Family lawyers have welcomed a decision from the Court of Appeal last month that is expected to help reduce the Covid-related backlog of financial claims. It means that warring couples can safely refer disputes over money and children to private arbitration, knowing that they will be no worse off now than if claims had been decided by a court. 

Joshua Rozenberg

Joshua Rozenberg

Lawyers and clients may be more familiar with mediation, the process in which a trained intermediary helps narrow the differences between the two sides. But there is always a risk that a dispute may be resolved in favour of the stronger party – the one who can afford to hold out until the other backs down.

By contrast, an arbitrator can be expected to decide a claim in the same way as a judge, delivering a binding award that courts normally endorse. In 2012, arbitrators and lawyers set up the Institute of Family Law Arbitrators (IFLA) to support the process.

Before anyone thought of extending arbitration to family cases, it was well established as a confidential and effective way of settling commercial disputes. The IFLA scheme was established under the Arbitration Act 1996, which means that the arbitrator’s award (called a ‘determination’ in a dispute over children) can be enforced by a court.

What happens, though, if the arbitrator misjudges a claim? In principle, the courts will not interfere. As the former appeal judge Sir Michael Kerr once told a young barrister: ‘Remember, when parties agree to arbitration they buy the right to get the wrong answer.’ It is possible to challenge an award on a point of law, but the courts will not let disgruntled litigants use appeals to overturn an arbitrator’s findings of fact.

That principle is well understood in the commercial world. But how should it apply to a couple such as Russell Haley, 52, and his wife Kelly, 46? The couple married in 2005 and she sought a divorce in 2018. But they could not agree on a financial settlement. Russell Haley is a chief financial officer with a net income of £175,000 a year. Before Covid, Kelly Haley could expect to earn £35,000 a year in marketing.

A two-day hearing was fixed for last September. With a week to go, though, the parties were informed that no judge was available. Rather than wait months, the couple chose arbitration. Howard Shaw QC, an experienced IFLA arbitrator, was available. The Haleys signed a form acknowledging that ‘arbitration is a process whose outcome is generally final’.

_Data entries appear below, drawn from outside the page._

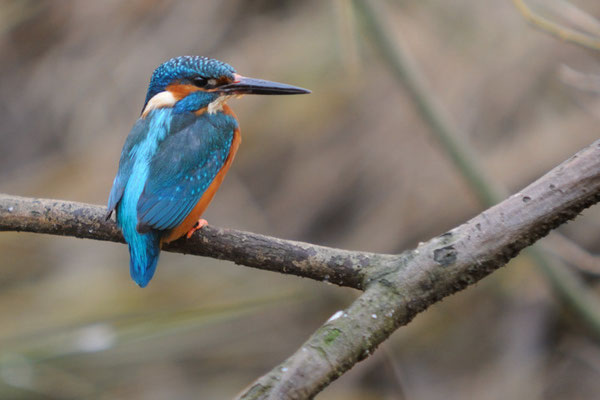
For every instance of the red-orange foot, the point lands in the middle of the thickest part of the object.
(199, 225)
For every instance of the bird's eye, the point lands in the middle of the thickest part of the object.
(200, 81)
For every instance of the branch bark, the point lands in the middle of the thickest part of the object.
(397, 287)
(66, 218)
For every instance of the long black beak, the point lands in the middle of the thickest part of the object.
(243, 85)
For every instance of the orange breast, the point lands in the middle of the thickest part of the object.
(189, 222)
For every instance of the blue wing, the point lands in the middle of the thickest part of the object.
(183, 167)
(138, 133)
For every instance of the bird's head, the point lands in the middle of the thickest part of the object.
(201, 84)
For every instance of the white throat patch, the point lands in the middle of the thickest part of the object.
(160, 100)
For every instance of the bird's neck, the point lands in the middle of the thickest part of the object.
(198, 101)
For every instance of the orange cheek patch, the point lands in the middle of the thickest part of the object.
(179, 91)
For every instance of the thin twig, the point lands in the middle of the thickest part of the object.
(564, 282)
(56, 217)
(396, 287)
(555, 29)
(434, 270)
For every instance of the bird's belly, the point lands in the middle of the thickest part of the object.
(188, 223)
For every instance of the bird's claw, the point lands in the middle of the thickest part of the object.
(199, 225)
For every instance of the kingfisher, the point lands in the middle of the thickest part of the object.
(178, 153)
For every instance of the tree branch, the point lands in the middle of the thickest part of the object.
(396, 287)
(436, 269)
(66, 218)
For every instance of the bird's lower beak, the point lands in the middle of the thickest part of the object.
(243, 85)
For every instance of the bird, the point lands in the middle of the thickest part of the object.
(178, 153)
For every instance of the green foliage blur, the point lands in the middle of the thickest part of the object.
(351, 165)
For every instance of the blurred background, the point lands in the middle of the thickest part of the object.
(352, 165)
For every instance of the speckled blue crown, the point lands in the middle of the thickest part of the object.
(186, 67)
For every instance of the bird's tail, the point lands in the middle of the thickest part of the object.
(143, 251)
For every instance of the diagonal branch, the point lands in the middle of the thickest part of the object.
(396, 287)
(66, 218)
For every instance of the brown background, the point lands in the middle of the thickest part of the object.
(351, 165)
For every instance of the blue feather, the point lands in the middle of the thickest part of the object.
(144, 248)
(182, 170)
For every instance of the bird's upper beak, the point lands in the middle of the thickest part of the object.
(244, 85)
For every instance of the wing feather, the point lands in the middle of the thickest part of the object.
(185, 164)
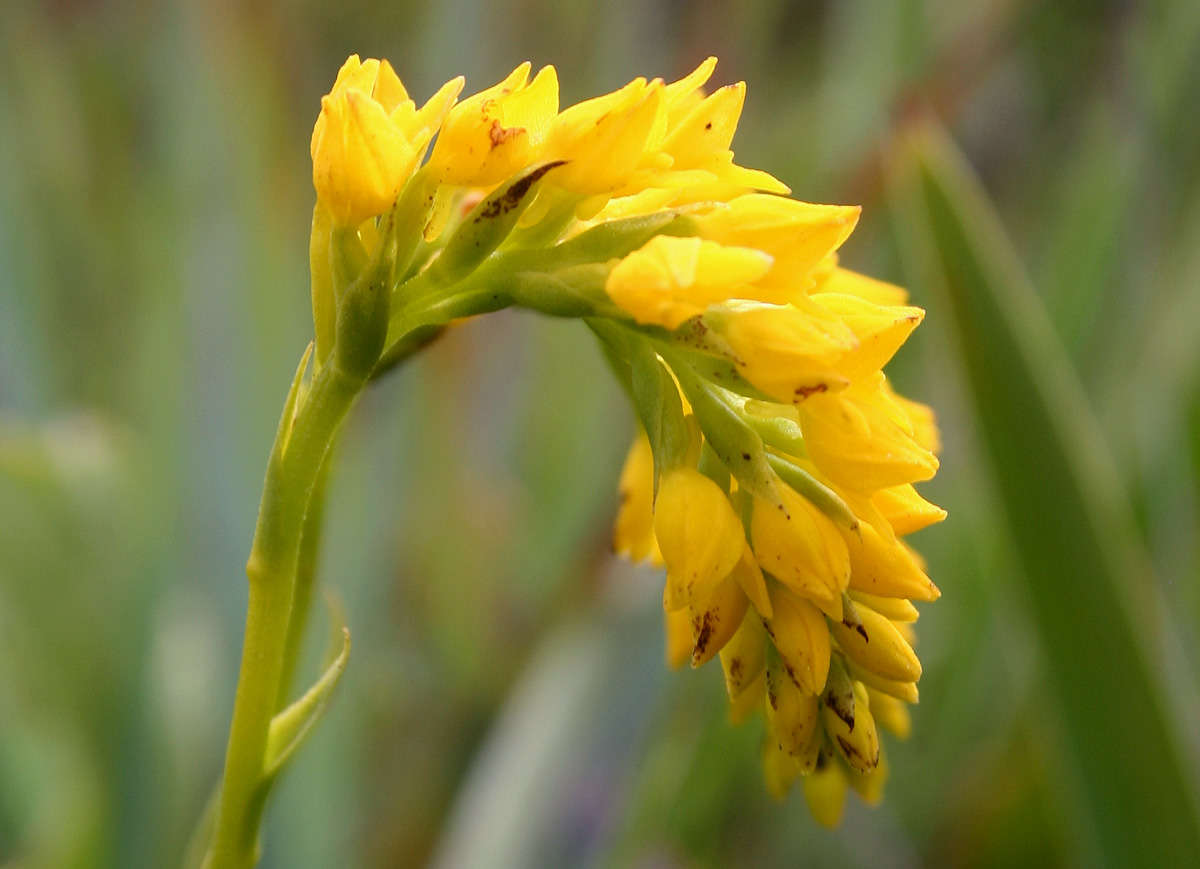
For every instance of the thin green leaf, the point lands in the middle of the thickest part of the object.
(291, 726)
(1085, 574)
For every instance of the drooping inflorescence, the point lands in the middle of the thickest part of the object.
(772, 473)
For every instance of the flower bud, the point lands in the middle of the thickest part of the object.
(369, 138)
(699, 533)
(493, 133)
(671, 279)
(802, 547)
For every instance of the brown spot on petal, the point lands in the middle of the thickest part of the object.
(499, 135)
(803, 393)
(703, 635)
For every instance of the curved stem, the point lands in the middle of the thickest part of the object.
(305, 577)
(271, 569)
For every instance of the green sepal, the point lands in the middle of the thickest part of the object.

When Russell Haley saw Shaw’s determination, he thought it was unfair. He lodged a challenge in the High Court family division, arguing that Shaw had got the law wrong. The case came before Clare Ambrose, a deputy High Court judge who also sits as a commercial arbitrator specialising in shipping and international trade.

Giving her judgment in February, Ambrose found that Shaw had not made any errors of law. ‘The arbitrator had identified the right legal test and his exercise of discretion was not obviously wrong, and indeed not even open to serious doubt,’ she concluded.

Lady Justice King

What about the fundamental point that family arbitration cannot oust the jurisdiction of the court? Ambrose relied on an earlier ruling by Mr Justice Mostyn, who had said the family court would refuse to approve an arbitrator’s award only if an error was ‘so blatant and extreme that it leaps off the page’.

The Court of Appeal thought otherwise. Family disputes were different from civil claims. Lady Justice King (pictured) ruled that the family court could substitute its own order if the judge decided that the arbitrator’s award was wrong and ‘not seriously, or obviously wrong, or so wrong that it leaps off the page, but just wrong’. Lords Justices Moylan and Popplewell agreed.

King said it was of the utmost importance that potential users of the IFLA scheme were not deterred from using it – either because the outcome appeared uncertain or because there was no way of challenging what one of the parties regarded as an unjust outcome. As the courts try to cope with the backlog caused by the Covid-19 pandemic, separated couples – including those with modest assets – could increasingly turn to arbitration.

James Ewins QC and William Tyzack, who represented Russell Haley pro bono in the Court of Appeal, described the ruling as a ‘seismic shift in approach’. It removed the ‘last major obstacle to arbitration becoming a genuinely viable alternative for almost every couple who cannot resolve their disputes by consent’.

And where does this leave Mr Haley? A circuit judge will now have to decide how much he will have to pay his former wife – unless, as the appeal court and his solicitor Alistair Myles both now hope, the parties can reach an agreement.